There were tested ways to improve a child’s chances of a healthier life by investing in them, especially the youngest and most vulnerable—early education, family support, proper nutrition, school health, and quality childcare. We needed what experts were now calling an “ecobiodevelopmental” approach, with short-term, intermediate, and long-term interventions that touched every level of a child’s life. Science had been ignored and denied in Flint, but it was science that was critical to uncovering the crisis. Our science spoke truth to power. And now I wanted the science of child development to lead the way in our recovery.
Kirk and I began formalizing a list of demands for Flint kids. I wanted a long list. I wanted a complete one. I wanted the most extensive and proven-to-work interventions available, regardless of expense. My Flint kids deserved this and more.
* * *
—
I KNEW INSTINCTIVELY THAT I had to be strategic about the media. Almost as soon as I stepped away from the microphone at the press conference, I was drowning in interview requests. Sure, I could say the exact same thing every time. But what would have the most impact? Doctor-activist Alice Hamilton once again became my role model. I was going to make my case as loudly and clearly and scarily as possible.
Doctors are trained to be calm and comforting. But this wasn’t a time for that. Now that I had a microphone in front of me, I was going to talk about the truly scary things we were facing, with no sugarcoating. Neurotoxicity. Epigenetic or multigenerational effects. Permanent cognitive impairment. Criminal behavior. All these were entirely preventable, literally man-made.

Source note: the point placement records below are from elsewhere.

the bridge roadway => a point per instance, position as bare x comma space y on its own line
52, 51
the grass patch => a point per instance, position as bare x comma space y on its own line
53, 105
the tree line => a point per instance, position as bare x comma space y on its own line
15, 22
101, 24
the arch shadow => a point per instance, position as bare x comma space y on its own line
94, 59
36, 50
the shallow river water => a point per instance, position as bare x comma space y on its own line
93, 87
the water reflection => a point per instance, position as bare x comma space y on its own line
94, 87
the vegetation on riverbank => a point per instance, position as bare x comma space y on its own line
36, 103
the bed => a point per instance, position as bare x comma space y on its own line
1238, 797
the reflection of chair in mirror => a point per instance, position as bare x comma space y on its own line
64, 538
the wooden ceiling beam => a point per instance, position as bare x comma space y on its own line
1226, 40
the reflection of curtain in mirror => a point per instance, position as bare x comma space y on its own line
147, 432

I was going to talk about the GM engine parts that corroded. I was going to talk about the Flint residents and activists who had been dismissed and ignored. Over and over again, I was going to say, “There is no cure.” It was all true—and had the side benefit of being shocking and terrifying. I wanted people to hear me on the radio and see me on TV and come away as angry and freaked out as I was.

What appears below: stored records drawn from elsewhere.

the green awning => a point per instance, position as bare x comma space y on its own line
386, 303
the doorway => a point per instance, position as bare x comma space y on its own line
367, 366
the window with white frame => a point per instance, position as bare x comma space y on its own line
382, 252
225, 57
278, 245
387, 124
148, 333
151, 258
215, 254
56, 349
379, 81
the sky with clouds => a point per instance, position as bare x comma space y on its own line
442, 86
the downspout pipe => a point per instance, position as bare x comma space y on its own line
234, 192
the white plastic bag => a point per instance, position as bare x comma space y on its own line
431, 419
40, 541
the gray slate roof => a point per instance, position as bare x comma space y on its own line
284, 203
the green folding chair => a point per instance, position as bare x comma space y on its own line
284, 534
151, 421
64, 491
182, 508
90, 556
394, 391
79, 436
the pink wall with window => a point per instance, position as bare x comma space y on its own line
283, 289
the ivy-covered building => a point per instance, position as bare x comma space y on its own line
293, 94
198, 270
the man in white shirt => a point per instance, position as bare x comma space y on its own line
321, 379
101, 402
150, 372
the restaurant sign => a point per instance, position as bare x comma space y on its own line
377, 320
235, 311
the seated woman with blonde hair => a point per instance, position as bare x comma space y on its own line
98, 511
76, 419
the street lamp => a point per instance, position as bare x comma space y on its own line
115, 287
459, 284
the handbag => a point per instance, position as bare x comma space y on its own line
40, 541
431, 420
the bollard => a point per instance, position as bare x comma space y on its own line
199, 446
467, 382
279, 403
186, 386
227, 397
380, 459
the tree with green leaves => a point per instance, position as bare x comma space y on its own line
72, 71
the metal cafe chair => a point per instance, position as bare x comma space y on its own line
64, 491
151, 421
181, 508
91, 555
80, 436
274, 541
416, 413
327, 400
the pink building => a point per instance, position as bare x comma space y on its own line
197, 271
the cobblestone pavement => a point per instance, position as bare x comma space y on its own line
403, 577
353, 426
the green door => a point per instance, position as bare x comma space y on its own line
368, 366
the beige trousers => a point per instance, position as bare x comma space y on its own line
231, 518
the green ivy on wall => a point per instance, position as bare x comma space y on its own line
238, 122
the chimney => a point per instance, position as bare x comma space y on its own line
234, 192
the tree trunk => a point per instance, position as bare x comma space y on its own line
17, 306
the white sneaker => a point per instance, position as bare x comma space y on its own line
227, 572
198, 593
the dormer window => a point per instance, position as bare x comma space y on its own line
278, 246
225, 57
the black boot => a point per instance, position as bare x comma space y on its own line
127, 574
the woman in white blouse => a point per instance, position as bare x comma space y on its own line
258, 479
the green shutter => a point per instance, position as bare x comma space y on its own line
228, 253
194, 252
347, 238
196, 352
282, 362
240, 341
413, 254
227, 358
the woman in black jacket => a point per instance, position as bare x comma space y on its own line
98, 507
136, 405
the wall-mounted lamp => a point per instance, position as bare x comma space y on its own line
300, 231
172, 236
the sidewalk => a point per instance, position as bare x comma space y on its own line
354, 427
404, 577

Every day I had at least one interview. One day I knocked out fifteen—on TV, radio, and print. It was exhausting. Some days all I did was talk, talk, talk to reporters. It got to the point that Elliott and the girls saw more of me on TV than at home. The Hurley press office was overwhelmed with requests, and they tried to do their best but couldn’t keep up. They were used to preparing for one media event a month, like a prostate-screening fair. So I began organizing much of the media end of things myself.
There were stories, and stories about the stories, most of them local and state outlets, but the Canadian Broadcasting Corporation, our friends in the north, had also found us. So had National Public Radio’s All Things Considered. After many months of national media inattention for Flint, I didn’t want to miss any opportunity to be heard. I didn’t want to grow tired of explaining—or become overwhelmed.

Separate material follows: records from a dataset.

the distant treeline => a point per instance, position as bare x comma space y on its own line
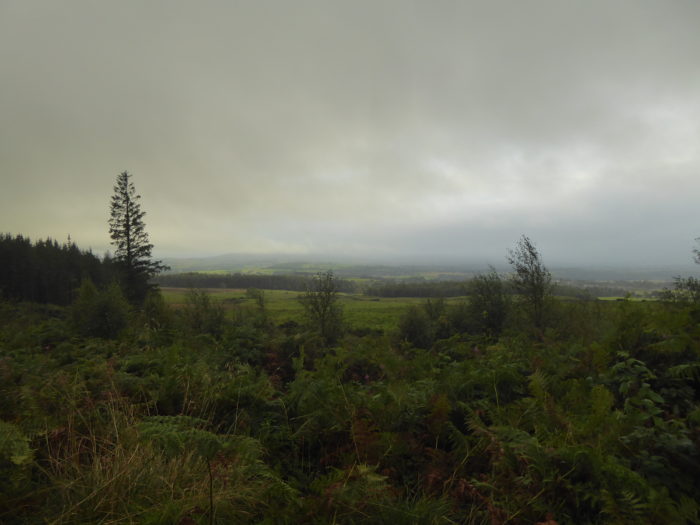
46, 271
460, 288
240, 280
418, 289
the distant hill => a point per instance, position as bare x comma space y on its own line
285, 264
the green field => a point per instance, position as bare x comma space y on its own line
359, 311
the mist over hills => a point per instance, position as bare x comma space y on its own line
355, 267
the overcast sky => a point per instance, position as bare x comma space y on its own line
373, 128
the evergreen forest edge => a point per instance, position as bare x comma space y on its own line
515, 403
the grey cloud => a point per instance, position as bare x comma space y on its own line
392, 127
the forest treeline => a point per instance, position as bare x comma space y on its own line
505, 408
45, 271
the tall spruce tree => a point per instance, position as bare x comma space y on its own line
132, 253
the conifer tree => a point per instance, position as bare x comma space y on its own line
132, 248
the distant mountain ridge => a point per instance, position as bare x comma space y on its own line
356, 268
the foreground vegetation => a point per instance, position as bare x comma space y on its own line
183, 414
509, 405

To make things easier, I told reporters to just call me what my patients did: “Dr. Mona.” Otherwise, I’ve got a long and unwieldy string of names, too foreign for some to pronounce. And when I’m Mona, the name Haji presciently gave me, or even Dr. Mona, I feel more relaxed. It seems friendlier and more personal. I felt that way about the media—and really grateful. It was the day-in, day-out work of local reporters Curt Guyette and Ron Fonger, in print and online, along with Lindsey Smith from Michigan Radio, and others, that kept the Flint story alive.
Wurfel stayed on message and continued to try to discredit me. With the release of my research, the water controversy in Flint was reaching “near-hysteria,” he said. There it was again, the sexist hysteria, the word used against Alice Hamilton. I wore the insult like a badge of honor.